Selon un témoin, rapporte l'Agence Reuters, ils l'ont obligé à tout retirer, y compris ses dessous et à marcher à quatre pattes, comme un chien. Yasser était en larmes. Il y avait du monde dans la rue, y compris des femmes et il avait honte.
Les soldats israeliens nient le fait, déclarant qu'ils lui ont seulement demandé de relever sa chemise et "qu'il s'est déshabillé pour attirer l'attention des médias" !

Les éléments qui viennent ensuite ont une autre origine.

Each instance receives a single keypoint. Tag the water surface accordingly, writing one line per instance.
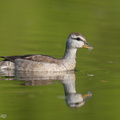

L'agence Reuters présente cette nouvelle humiliation comme une "première". Pourtant des habitants de Jenine affirment que pendant l'invasion du camp en avril 2002, les soldats obligeaient souvent les habitants à se mettre nus pour les humilier; les Israeliens appellent cela assurer la sécurité.
Ammar, 43 ans, qui habite le camp de Jenine raconte ainsi que les soldats ont arreté et détenu des dizaines d'hommes du camp, obligeant plusieurs d'entre eux, dont des personnes âgées, des malades et des blessés à se dévetir.

Il indique qu'il y avait parmi eux, 9 personnes handicapées, dont 3 de la même famille. Certaines personnes étaient même séniles. Des jeunes étaient couchés sur le ventre, nus et menottés. Les tanks israeliens passaient à toute vitesse tout près de leurs têtes.
Nawal Hawashin, une mère de huit enfants raconte que les soldats avaient menacé de mort son fils de 18 ans s'il il ne se mettait pas nu.
Jamal Hussein , qui a 13 enfants confirme que des Israeliens ont forcé des habitants de Jenine, terrifiés, à se déshabiller. Une femme, se souvient-il, a déchiré son foulard pour que les jeunes puissent se couvrir. Un vieux criait que les soldats avaient pris son fils, son argent, tout ce qu'il avait. Ils lui ont retiré ses vêtements.
D'autres récits font état d'hommes déshabillés, menottés, un bandeau sur les yeux, puis fusillés, les soldats refusant toute aide médicale aux blessés.
Des médecins et infirmiers, empêchés de secourir les malades et blessés auraient également été déshabillés, menottés, emmenés en camion au centre de détention de Salem.